Demountable partitions – Demountable partitions are installed after construction is complete and are considered furniture for depreciation purposes. They can be reconfigured multiple times by school staff or the vendor without construction. Unfortunately they are quite a bit more expensive than the metal stud and drywall option.

Fixed vs operable walls – A popular option is to provide operable walls or partitions that open to combine two spaces into one larger spaces. Close attention should be paid to the STC (Sound Transmission Class) rating to ensure the wall provides proper acoustical separation when closed.

Lighting – Many multipurpose spaces lack multipurpose lighting. It is important to consider all of the ways a space is used and provide appropriate lighting for each. With a large multi-purpose space, this may mean considering general purpose lighting and house lights and spots for performances. Dances and/or café settings require additional consideration as well.

Acoustics – As noted in the previous article, poor acoustics are often a major source of complaints in open, flexible environments. Building Owners should aware that every wall, floor and ceiling assembly has a calculated STC (Sound Transmission Class) rating and they should insist that the project designer specify the appropriate assemblies.

Electrical – A common complaint we hear from educators is the lack of electrical power options in classrooms. There are several approaches to provide more flexibility in this regard.

  • A raceway is a continuous wall-mounted, rectangular-section metal or plastic conduit that allows both data and power outlets to be placed virtually anywhere along its length
  • Raised floors allow power, data and HVAC grills to be positioned anywhere in the room.
  • Strategically placed floor boxes allow for power and data in the center of the room.
  • In any case, consider providing power on all perimeter walls.
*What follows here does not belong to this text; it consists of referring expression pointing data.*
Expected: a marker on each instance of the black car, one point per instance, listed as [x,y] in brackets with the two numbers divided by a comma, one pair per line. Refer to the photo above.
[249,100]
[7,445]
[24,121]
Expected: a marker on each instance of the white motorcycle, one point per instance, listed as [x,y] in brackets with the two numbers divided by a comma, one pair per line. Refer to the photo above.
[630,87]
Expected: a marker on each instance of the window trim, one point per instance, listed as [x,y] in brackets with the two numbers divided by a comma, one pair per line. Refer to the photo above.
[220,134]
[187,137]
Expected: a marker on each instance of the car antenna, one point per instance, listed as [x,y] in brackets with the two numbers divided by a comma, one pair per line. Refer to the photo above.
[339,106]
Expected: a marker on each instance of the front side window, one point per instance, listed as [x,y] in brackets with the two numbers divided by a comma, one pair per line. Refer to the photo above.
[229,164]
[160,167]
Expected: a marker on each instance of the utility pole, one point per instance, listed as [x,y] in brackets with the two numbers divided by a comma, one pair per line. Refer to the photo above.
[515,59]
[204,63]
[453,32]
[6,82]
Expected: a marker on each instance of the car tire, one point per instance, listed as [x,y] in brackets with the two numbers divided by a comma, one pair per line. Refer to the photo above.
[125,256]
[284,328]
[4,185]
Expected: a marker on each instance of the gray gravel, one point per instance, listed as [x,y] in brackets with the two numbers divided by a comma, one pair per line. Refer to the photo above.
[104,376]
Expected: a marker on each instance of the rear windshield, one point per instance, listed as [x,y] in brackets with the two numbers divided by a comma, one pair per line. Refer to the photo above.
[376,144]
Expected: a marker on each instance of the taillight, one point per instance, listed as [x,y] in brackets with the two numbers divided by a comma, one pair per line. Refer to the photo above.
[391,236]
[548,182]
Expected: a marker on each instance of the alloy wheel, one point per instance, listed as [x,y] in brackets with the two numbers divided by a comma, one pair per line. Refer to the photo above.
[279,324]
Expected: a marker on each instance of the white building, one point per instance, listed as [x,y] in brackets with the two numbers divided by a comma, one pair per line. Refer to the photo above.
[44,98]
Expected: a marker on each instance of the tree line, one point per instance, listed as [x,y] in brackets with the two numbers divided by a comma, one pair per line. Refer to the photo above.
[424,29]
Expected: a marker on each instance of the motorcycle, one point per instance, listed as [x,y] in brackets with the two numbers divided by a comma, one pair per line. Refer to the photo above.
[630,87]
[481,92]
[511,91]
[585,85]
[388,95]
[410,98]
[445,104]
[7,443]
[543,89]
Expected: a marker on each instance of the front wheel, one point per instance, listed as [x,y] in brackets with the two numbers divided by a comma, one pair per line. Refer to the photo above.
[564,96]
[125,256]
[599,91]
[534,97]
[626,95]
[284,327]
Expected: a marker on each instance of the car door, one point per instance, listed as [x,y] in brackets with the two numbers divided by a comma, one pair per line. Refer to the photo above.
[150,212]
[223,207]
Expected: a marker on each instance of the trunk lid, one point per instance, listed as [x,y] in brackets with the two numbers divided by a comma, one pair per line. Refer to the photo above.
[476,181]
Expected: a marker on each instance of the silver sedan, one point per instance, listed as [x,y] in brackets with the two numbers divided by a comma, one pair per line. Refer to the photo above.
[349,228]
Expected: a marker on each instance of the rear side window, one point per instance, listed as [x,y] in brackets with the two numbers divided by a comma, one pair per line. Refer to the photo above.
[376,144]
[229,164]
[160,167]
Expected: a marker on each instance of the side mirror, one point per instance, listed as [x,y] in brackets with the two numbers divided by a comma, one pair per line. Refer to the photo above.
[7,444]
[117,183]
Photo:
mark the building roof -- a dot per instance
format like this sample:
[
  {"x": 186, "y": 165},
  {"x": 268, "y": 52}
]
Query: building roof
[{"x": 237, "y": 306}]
Data outlets may be less necessary depending on the use of a wireless network
  • Flooring – Flooring choice can broaden the uses of a space. For example, there are several types of non-wood sports floors that allow for a broader range of uses for a gym or large multipurpose space.

Technology – Technology continues to have a major impact on the use of space:

  • With wireless, learning can and does happen anywhere there is a signal. This phenomenon has caused schools to reconsider the nature of learning environments and equip public spaces with technology, furniture and lighting as alternative learning spaces.
  • As large touch-screen monitors continue to drop in price, there will be less focus on video projectors and smartboards.
  • As these monitors are much sharper and brighter, there will be less need for black-out shades and low-level AV lighting.
  • As solid-state hard drives become more popular, laptops, similar to tablets, will go longer without needing a charge. This will free up space used for charging stations and the need for more power outlets for this reason.

HVAC

  • Multiple uses for a space may have different thermal profiles. Large spaces with many active users requires more cooling capacity, for example, than that same space being used for IB testing. In addition to cooling capacity, excessively noisy systems can limit the functionality of a space. It is very difficult to hear quiet music when the HVAC system is roaring away.
  • Although not popular in schools, displacement ventilation using a raised floor system is an option for flexible HVAC. By using the space under the floor for fresh air, grilles can be added in any location fresh air is needed.
  • Many schools are air-conditioning their spaces to create a comfortable environment during the school year and beyond. In the northern hemisphere, AC also facilitates increased school usage during the summer months. For retro-fits, “Split” systems are very popular. These systems include a wall-mounted cassette with a fan and coil and remote condenser mounted outside. However, these units only cool and recirculate the room air and do not bring in any fresh air. Schools should be aware of this when considering this popular option.